In 2012, I conducted an online survey of local parents to determine their needs, and the overwhelming response was that there was not enough programming for this special-needs population. Even though I was already familiar with this population, I discovered that I still had much to learn. I did more research on autism and how it affects older individuals differently. I also talked to special educators about how they structured their classes, which helped me determine my three focuses for the program: transitions, social skills and sensory activities.


After putting on Sensory Storytime for a few years, I already had a base of attendees. However, I still marketed the program heavily. I attended outreach events, presented at autism conferences and am part of several special-needs Facebook groups. I also run an email group and send out reminders, as well as information from the community.

The attendance of School-Age Sensory Fun is smaller than Sensory Storytime, but that is because I'm working with a smaller affected population. I have always had good attendance for this program, despite the smaller size.

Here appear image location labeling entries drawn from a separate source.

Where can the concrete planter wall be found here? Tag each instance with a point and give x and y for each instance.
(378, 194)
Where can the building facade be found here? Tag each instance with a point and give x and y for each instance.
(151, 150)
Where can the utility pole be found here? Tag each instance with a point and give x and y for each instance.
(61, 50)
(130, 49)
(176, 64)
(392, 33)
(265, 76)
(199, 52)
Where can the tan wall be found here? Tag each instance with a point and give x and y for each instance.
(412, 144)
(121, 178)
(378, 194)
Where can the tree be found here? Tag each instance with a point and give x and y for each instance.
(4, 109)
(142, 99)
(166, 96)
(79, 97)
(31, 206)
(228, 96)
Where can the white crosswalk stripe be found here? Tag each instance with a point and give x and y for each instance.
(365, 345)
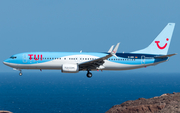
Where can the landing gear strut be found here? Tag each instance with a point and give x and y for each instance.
(20, 74)
(89, 74)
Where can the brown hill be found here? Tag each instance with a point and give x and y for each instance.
(166, 103)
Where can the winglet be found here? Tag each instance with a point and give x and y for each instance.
(110, 50)
(115, 50)
(164, 56)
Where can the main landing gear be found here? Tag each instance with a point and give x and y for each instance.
(89, 74)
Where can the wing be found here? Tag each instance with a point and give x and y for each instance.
(164, 56)
(95, 64)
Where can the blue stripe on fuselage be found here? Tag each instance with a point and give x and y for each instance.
(123, 58)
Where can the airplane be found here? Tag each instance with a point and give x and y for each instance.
(73, 62)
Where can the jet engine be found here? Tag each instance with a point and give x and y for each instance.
(70, 68)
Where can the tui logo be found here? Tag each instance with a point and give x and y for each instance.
(163, 47)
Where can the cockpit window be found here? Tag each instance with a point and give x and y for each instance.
(13, 57)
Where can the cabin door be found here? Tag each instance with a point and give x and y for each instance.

I spend between $250 and 500 on this program annually, which mainly goes toward crafts and activities. I have had some parents who attend the program and donate materials, and I borrow a lot of things as well. In 2013, I was awarded a Library Services and Technology Act (LSTA) grant, which helped provide funds to purchase 12 mini iPads and apps to use in the program.

The program does not need to cost a lot. I have found the special-needs community more than willing to support the program through volunteer hours and donations. I have also been able to use many of my own materials or borrow other libraries' content.

Day-of-event Activity

I arrive an hour early to set up for this program so I can be ready 15 to 30 minutes before the scheduled start time. I do this for my attendees who prefer to come earlier, when it's less crowded, so they can explore and feel comfortable in the space. I rely heavily on a dedicated volunteer to help me set up and take down, as well as prep crafts and activities. I have been lucky to have her since 2011, when Sensory Storytime began.

Program Execution

It is difficult to run this program with just one person because the group is high energy. It can be done, but it is easier with volunteers.

The program is held once per month on Saturdays. I have anywhere from 3 to 30 affected individuals at each program. The attendance varies based on what is happening that day and if any community groups attend. I have also had several fairly regular nonprofits and school groups bring people out to attend.

I set up stations around the room with various activities and work hard to encourage the participants to move to every station. I have done this with incentives and by using music to cue when to move on. Transitions are hard for some with cognitive illness, so that is one of the focuses.

I also put together a take-home sensory craft for attendees. They like to take something home and love art. Typically, I have something that just requires coloring or hands. Some of the participants have trouble with fine motor skills, so our sensory crafts cater to that. (There are usually no scissors involved.)

I always have a theme for the program, and about every three to six months I invite a costume group to the program. This group loves seeing superheroes, "Star Wars" characters, Disney princesses and more. They get very excited by those visits.

For evaluations, I had paper surveys in the beginning to get feedback and ideas for furture programs. I also created paper and online surveys to determine the best apps and technology to use.


Don't be afraid. I have heard feedback from others that they are worried about starting this type of program. When a 3-year-old gets upset, it's cute, but with a 13-year-old, it’s different. I believe the fear of fits, noise and the unknown prevents some people from trying this.

In my experience, these are loving and kind kids. Yes, sometimes they get upset, but I have never felt uncomfortable. I let the caregiver and/or parent take charge of the situation and stand back. Don't be afraid; this is a program the community desires and a gap in services we should be providing.